With such a diverse background, Ibeyi are able to dive in to a number of cultural influences. The Yoruba inspiration makes up the very fabric of the album, with the intro beautifully harmonised by the duo in the Nigerian language and 'Oya', which loosely translates to 'come on'. With that, there's never a moment where you feel that you need to understand what they're saying in order to feel the emotions conveyed.
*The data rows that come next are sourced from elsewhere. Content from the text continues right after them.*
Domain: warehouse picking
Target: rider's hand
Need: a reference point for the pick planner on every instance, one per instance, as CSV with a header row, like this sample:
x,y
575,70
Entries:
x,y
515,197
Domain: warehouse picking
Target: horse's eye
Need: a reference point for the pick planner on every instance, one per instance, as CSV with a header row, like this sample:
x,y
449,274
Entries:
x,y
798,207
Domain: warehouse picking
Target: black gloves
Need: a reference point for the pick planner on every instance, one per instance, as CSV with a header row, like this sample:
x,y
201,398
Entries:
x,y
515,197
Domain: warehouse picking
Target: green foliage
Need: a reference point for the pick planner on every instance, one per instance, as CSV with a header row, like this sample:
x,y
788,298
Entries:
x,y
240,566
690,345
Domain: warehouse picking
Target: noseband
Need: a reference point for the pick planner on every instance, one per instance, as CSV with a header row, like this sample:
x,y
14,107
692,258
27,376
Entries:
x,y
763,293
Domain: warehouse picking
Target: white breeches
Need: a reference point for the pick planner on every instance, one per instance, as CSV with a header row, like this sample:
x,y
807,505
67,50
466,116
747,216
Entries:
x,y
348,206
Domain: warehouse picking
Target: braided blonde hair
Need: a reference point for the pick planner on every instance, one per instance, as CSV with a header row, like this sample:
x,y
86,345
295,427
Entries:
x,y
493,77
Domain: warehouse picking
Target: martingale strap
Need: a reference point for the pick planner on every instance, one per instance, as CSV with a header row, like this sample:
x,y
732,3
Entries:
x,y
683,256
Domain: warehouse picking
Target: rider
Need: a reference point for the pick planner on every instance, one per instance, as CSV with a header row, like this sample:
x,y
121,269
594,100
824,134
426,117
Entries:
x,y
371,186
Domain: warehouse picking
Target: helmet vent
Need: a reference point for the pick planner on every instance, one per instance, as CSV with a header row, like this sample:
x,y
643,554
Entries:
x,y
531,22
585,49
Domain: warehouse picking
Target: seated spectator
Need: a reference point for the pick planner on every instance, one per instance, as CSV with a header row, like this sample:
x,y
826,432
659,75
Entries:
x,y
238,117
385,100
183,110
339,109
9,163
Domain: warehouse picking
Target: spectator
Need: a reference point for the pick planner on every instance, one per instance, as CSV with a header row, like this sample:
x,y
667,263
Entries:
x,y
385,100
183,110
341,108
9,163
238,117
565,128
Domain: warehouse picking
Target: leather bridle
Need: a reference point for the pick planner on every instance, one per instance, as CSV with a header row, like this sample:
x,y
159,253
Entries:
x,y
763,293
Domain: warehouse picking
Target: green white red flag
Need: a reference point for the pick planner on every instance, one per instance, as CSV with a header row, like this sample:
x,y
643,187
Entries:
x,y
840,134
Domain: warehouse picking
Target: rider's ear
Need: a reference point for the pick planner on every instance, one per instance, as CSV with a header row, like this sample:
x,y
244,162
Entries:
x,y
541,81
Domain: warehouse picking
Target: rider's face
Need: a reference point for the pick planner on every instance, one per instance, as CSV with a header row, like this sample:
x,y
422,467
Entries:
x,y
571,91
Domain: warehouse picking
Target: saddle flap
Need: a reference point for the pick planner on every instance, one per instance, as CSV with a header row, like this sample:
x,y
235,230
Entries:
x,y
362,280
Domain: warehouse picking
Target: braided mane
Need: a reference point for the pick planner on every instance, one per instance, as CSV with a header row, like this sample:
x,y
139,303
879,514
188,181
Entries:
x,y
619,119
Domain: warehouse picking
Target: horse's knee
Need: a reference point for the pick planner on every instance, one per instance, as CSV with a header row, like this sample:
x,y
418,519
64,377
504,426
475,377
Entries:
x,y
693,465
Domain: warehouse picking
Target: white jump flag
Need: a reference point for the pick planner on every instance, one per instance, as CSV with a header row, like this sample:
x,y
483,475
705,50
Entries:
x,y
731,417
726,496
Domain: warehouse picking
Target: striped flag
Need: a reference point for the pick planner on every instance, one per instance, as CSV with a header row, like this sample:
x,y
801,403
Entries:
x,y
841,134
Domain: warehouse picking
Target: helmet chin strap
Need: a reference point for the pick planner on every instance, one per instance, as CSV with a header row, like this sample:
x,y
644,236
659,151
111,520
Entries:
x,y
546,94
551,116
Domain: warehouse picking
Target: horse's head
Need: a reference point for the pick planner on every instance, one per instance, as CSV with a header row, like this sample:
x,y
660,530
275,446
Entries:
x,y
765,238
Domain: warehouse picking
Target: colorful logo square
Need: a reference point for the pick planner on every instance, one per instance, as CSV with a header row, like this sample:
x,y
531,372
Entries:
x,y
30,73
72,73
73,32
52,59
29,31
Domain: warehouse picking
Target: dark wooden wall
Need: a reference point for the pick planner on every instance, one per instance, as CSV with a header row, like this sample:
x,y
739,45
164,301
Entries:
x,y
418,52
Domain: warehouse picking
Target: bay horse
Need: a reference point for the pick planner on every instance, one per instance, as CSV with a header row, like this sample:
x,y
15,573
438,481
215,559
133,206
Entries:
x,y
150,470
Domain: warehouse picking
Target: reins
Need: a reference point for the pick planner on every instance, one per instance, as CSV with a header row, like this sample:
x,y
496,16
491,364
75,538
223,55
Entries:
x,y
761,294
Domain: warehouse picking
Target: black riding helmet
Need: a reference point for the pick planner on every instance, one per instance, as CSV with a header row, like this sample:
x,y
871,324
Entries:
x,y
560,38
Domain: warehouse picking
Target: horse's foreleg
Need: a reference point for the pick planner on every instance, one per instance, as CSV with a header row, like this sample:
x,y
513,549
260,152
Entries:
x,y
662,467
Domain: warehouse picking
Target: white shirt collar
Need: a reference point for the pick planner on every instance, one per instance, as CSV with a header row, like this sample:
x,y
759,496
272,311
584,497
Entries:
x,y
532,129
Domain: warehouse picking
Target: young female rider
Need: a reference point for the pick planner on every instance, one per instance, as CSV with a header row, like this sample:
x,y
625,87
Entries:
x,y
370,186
Comparisons have been made to FKA twigs' LP1 but apart from the use of percussion and trancing harmonies, Ibeyi share few similarities to their label-mate. Richard Russell marvellously pulls off the production, keeping it simple and allowing the duo's voices to carry the album. When you listen to Ibeyi, you hear the human experience conveyed in its purest form. The album is a package of emotion, there is grief, joy, passion and love. 'Mama Says' is a deep eulogy to the passing of their father, famed percussionist Anga Díaz. Whilst 'Yanira' is an inspirational dedication to Ibeyi's older sister who passed away in 2013. Yoruba culture is known for celebrating the lives of those who have passed through song and dance, a ritual that Ibeyi have embraced elegantly.

They command such a presence on songs such as 'Ghost' and 'River' that it feels as if there is a choir present. The listening experience is deep and soulful, while being energetic at the same time. It's very easy to get lost in yourself when listening to the album. Ibeyi can send you into a meditative state with the spiritual and otherworldly nature of their voices. However, the electronic layers and synths keeps listeners in the here and now. There's never a moment where the album drags on, and that's down to the strength of their vocals (aided by the rhythmic percussion).

Ibeyi takes you on a cultural and spiritual journey, leaving everything they feel laid bare. It's an honest and candid account of their lives, and one that pays homage to their Afro-caribbean culture. There's nothing new with the sounds they've explored, but what they've managed to do beautifully is combine a wide range of sounds and influences to create a mesmerising debut record.